Unfortunately, it's extremely hard to identify an agent. Agents need not come conveniently packaged in some "sensors-actuators-internal structure-utility function" form. If you wanted to obfuscate an agent, hiding it in the natural movements of the solar system, or in the gyrations of the internet, this would be easy to do and hard to detect - and very hard to define what you would be looking for.

Fortunately, it's much easier to detect superintelligent AI's that have major impact on the world - ie the kind of agents that we would be worried about. Intuitively, this is true: if you suddenly find half the sky getting optimised for space colonisation, it's likely there's an AI somewhere there. How can this be formalised?

The importance of the agent

Imagine taking a slice of space-time around the moment when a superintelligent agent just got turned on. If you wanted to predict the future, what piece of information is most relevant in that time slice? Obviously the superintelligent agent. We could run the ideas for reduced impact in reverse, looking for the part that is of maximum impact.

I would therefore define the agent as the part of this slice that it's the most valuable to know about, or the part that it would be the most valuable to change, counterfactually, if such changes were possible. Note that this definition doesn't exactly identify agents, but if it misidentifies something, then that something must also be of great importance.

If we imagine the slice of space-time seeping forwards in time from the past, then events in space time will have varying informativeness/importance. As we approach the creation of the superintelligent AI, importance gets concentrated around the run-up to its creation, before being maximally concentrated at the creation of the AI (or it's escape, if it was confined).

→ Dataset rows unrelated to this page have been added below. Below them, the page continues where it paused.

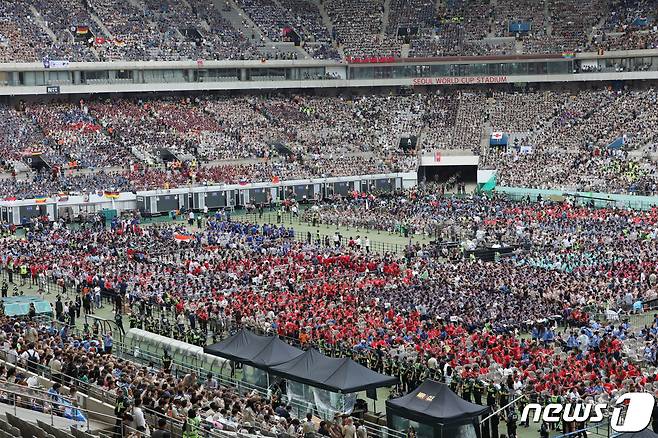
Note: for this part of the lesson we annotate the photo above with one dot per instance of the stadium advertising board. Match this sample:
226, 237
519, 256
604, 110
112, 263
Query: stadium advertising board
465, 80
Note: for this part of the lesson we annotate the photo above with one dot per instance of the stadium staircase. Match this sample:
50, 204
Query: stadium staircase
235, 15
101, 25
326, 20
385, 19
41, 22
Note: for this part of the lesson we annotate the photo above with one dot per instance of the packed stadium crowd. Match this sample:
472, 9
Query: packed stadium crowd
84, 30
427, 313
82, 362
588, 140
385, 305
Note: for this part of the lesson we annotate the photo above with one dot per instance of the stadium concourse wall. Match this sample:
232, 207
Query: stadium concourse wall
181, 86
61, 77
636, 202
163, 201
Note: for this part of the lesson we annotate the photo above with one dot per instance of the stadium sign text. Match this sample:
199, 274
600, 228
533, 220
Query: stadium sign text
461, 80
639, 406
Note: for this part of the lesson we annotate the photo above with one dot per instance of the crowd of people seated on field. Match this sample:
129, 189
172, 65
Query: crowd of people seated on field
409, 316
595, 139
76, 361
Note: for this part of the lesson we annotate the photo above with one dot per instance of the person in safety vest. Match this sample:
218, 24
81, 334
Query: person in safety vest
192, 426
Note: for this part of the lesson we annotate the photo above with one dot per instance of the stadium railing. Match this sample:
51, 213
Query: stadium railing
34, 396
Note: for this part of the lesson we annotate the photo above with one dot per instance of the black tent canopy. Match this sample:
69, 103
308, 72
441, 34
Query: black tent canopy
434, 403
333, 374
275, 352
309, 367
240, 347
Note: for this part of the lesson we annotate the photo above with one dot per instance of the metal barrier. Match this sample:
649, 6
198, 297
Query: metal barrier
597, 430
16, 401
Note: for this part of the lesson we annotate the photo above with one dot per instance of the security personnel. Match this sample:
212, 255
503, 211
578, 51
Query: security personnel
23, 271
491, 395
166, 362
120, 409
467, 389
478, 389
192, 426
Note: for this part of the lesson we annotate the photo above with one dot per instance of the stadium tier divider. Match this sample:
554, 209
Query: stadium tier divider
26, 428
57, 433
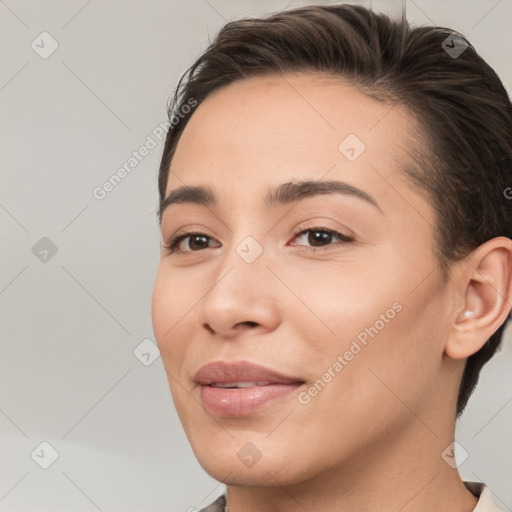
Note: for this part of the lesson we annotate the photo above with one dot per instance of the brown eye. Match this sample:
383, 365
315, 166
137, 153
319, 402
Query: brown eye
189, 242
320, 237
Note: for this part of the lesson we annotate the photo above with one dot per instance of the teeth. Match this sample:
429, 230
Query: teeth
247, 384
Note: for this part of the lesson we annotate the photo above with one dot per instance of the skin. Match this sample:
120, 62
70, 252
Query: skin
372, 438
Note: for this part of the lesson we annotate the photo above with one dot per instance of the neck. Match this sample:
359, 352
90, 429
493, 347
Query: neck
405, 473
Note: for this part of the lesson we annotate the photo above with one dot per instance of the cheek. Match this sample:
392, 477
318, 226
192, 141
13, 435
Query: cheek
171, 308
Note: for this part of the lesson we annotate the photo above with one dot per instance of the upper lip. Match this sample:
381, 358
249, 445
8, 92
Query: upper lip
224, 372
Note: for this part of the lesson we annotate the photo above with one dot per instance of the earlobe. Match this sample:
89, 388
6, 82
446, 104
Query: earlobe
487, 297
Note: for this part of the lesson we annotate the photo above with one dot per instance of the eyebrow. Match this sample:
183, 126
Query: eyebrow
283, 194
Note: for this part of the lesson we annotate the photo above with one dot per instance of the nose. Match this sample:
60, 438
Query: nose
242, 298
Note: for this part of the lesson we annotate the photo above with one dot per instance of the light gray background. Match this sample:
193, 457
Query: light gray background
70, 325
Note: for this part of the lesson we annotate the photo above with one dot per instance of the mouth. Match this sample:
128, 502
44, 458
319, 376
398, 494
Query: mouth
241, 388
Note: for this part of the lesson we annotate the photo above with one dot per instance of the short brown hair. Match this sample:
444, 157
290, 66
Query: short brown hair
462, 107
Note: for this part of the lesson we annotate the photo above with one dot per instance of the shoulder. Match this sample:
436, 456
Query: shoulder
485, 501
219, 505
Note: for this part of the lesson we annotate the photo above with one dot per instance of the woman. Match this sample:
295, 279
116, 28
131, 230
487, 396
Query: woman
336, 259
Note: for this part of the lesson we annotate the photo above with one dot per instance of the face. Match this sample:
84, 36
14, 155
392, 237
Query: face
294, 323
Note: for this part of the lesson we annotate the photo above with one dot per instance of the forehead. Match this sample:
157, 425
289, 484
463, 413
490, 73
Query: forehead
273, 129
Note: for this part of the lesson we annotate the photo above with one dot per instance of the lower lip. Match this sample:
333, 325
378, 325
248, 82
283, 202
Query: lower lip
243, 401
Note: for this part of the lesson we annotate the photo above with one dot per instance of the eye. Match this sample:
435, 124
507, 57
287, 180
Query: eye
320, 238
188, 242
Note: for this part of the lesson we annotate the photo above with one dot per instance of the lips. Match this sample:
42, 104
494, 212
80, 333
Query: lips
241, 388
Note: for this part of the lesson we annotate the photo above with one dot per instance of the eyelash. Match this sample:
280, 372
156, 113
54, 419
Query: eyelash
172, 246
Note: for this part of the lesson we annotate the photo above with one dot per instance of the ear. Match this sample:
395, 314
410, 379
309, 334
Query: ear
486, 294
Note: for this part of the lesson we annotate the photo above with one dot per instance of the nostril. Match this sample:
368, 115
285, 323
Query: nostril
208, 328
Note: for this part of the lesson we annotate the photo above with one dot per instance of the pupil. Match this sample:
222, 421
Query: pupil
201, 245
319, 237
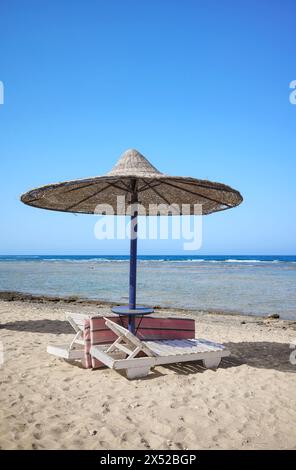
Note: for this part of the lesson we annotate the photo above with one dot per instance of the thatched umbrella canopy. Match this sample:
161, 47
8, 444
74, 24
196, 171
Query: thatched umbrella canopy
140, 182
133, 172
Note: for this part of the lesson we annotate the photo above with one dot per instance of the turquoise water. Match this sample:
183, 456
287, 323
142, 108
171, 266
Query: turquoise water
247, 284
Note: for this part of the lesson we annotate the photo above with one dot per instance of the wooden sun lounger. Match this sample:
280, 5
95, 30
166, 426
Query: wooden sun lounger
75, 349
123, 353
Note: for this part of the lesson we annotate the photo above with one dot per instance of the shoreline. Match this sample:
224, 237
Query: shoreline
18, 296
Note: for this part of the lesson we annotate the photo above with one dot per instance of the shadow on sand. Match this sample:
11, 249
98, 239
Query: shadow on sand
39, 326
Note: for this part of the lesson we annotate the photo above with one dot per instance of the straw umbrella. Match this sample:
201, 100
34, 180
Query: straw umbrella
137, 180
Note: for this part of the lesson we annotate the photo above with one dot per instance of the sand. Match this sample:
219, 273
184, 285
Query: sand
47, 403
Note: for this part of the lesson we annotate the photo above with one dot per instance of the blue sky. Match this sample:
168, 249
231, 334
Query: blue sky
201, 88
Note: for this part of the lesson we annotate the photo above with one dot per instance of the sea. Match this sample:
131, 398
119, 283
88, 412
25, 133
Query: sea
250, 285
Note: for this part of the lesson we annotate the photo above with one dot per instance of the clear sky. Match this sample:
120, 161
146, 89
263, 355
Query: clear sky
201, 88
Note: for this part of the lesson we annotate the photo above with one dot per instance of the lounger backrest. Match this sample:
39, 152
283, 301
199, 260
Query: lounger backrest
148, 328
120, 331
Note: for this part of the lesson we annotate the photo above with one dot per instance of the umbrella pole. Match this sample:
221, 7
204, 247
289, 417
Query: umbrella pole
133, 261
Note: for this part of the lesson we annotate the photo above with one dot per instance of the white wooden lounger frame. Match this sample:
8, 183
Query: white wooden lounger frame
122, 354
75, 349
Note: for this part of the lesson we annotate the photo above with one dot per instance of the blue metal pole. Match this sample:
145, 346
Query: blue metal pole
133, 265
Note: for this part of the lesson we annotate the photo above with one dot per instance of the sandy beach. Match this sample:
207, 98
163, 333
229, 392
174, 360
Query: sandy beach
47, 403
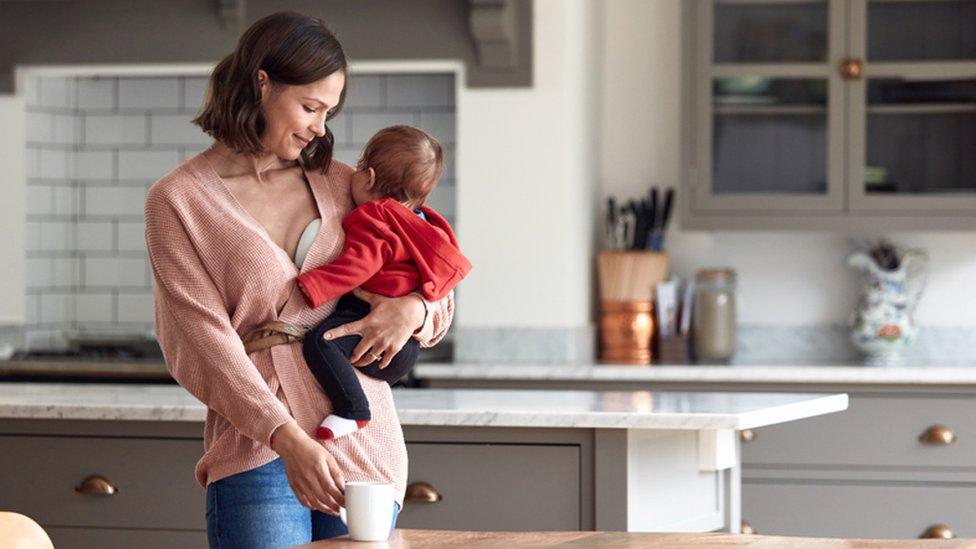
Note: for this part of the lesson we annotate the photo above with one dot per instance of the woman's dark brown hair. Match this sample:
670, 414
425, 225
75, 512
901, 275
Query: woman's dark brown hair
408, 163
294, 49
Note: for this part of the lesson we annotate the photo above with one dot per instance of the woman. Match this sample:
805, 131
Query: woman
227, 232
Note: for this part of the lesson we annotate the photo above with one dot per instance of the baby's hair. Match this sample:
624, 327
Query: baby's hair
408, 163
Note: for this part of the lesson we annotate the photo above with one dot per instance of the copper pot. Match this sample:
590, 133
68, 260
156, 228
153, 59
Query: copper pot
626, 332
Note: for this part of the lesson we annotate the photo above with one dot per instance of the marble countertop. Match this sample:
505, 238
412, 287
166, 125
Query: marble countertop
448, 407
915, 373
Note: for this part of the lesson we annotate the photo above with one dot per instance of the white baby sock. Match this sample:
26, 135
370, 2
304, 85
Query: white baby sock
336, 426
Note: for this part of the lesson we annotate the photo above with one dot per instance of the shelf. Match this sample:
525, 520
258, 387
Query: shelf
932, 108
769, 110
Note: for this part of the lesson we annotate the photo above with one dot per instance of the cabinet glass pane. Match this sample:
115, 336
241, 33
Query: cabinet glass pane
921, 136
921, 31
758, 32
769, 136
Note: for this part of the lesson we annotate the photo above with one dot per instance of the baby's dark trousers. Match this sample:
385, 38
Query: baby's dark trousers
329, 360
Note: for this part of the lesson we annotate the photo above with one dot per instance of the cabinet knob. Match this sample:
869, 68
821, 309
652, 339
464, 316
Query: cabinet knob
937, 531
851, 69
422, 492
937, 435
96, 485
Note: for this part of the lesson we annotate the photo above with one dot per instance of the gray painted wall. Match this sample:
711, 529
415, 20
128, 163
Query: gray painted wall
178, 31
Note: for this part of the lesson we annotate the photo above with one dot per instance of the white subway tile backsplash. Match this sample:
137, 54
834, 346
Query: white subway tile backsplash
56, 236
114, 271
56, 307
438, 124
95, 236
94, 307
136, 307
114, 201
66, 129
96, 93
420, 90
102, 141
34, 236
40, 200
65, 271
40, 127
114, 129
131, 237
176, 129
149, 93
94, 164
149, 165
65, 200
194, 93
54, 164
40, 272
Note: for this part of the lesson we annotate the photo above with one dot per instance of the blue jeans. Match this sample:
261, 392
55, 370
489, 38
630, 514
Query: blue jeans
258, 509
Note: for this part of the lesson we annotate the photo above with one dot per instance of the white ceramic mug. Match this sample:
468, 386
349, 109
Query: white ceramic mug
369, 510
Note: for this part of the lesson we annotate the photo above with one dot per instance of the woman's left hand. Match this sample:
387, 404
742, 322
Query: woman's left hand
390, 323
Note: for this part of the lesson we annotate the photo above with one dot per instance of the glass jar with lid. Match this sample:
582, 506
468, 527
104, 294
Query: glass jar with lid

For a more formal definition, I'd imagine a passive pure-resource gathering agent A being fed the details of the time splice, and only being able to pass on a limited amount of the information to another (active) copy of itself, and seeing what it passed on. The data passed on would be the highest priority for the active copy, so would almost certainly include the existence of an enemy agent (almost all agents are "enemies" to resource gathering agents, as they use up precious resources).

Alternatively, we could give A the option of changing some of the data - flipping some real-world bits, at least conceptually - and seeing which bits it preferred to flip. This definition can no doubt be improved by adding noise or other variations.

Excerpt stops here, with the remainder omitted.